O impacto das medidas protecionistas adotadas pelo presidente Donald Trump vão além de guerras tarifárias com aliados e adversários e representam o desmonte da ordem comercial global baseada em regras que deu impulso à globalização, ao estabelecer procedimentos claros para a solução de disputas entre países e empresas.
O abandono desse sistema deve levar à redução de investimentos em setores exportadores, menor internacionalização de companhias e redução no ritmo de crescimento global, avaliam especialistas em comércio. Em seu lugar, deve surgir um ambiente fragmentado e imprevisível, no qual o capital se sentirá menos seguro para cruzar fronteiras.
O ataque à arquitetura erguida em torno da Organização Mundial do Comércio (OMC) faz parte da ofensiva mais ampla de Trump contra a ordem mundial liberal criada sob a liderança dos EUA depois da 2.ª Guerra, que teve momentos decisivos nos últimos oito dias.
No sábado retrasado, o presidente americano chocou aliados ao se recusar a assinar a declaração das democracias industrializadas reunidas no G-7 e ao se referir ao primeiro-ministro do Canadá, Justin Trudeau, como "fraco" e "desonesto". Quatro dias mais tarde, ele repetiu elogios ao ditador Kim Jong-un e afirmou que exercícios militares entre os EUA e a Coreia do Sul são uma "provocação", mesma linguagem adotada pela Coreia do Norte.
Na sexta-feira, impôs tarifas sobre US$ 50 bilhões de importações da China, decisão vista por analistas como a declaração oficial da guerra comercial entre as duas maiores economias do mundo. Antes, Trump já havia iniciado conflitos com quase todos os aliados americanos, ao impor tarifas à importação de aço e alumínio.
"O protecionismo não é o caminho que leva à riqueza e ao desenvolvimento econômico. Se fosse, o Brasil seria o país mais rico do mundo", ironizou Gary Hufbauer, especialista em comércio do Peterson Institute for International Economics. Segundo ele, as políticas de Trump isolaram os EUA e têm o potencial de fortalecer a liderança da China.

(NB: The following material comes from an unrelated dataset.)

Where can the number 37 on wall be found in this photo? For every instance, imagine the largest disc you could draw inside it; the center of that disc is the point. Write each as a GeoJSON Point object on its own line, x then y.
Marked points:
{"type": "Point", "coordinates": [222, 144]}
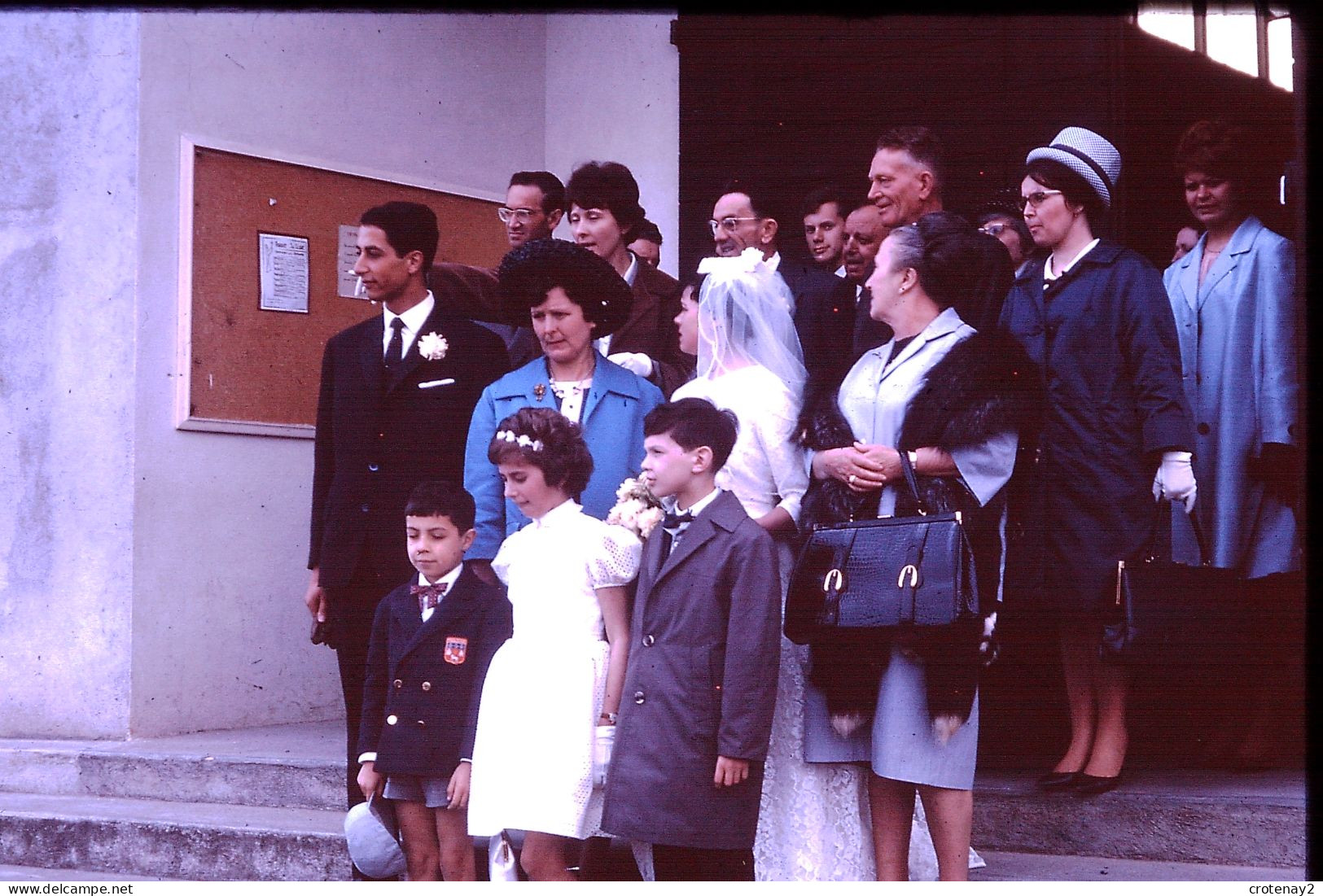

Hufbauer acredita que a guerra comercial iniciada por Trump colocará um freio no avanço da globalização. "Talvez não haja um retrocesso, mas nós veremos menos estímulos para empresas investirem em outros países", ressaltou. "Poderemos voltar a um sistema de comércio semelhante ao que tínhamos antes da 2.ª Guerra, sem uma instituição para solução de conflitos, o que não beneficia ninguém."
Ao impor tarifas sobre aço e alumínio, Trump lançou mão da justificativa de ameaça à segurança nacional, um mecanismo raramente utilizado que, segundo os EUA, está fora do âmbito da OMC. Ao retaliarem, os países atingidos também agiram de maneira unilateral.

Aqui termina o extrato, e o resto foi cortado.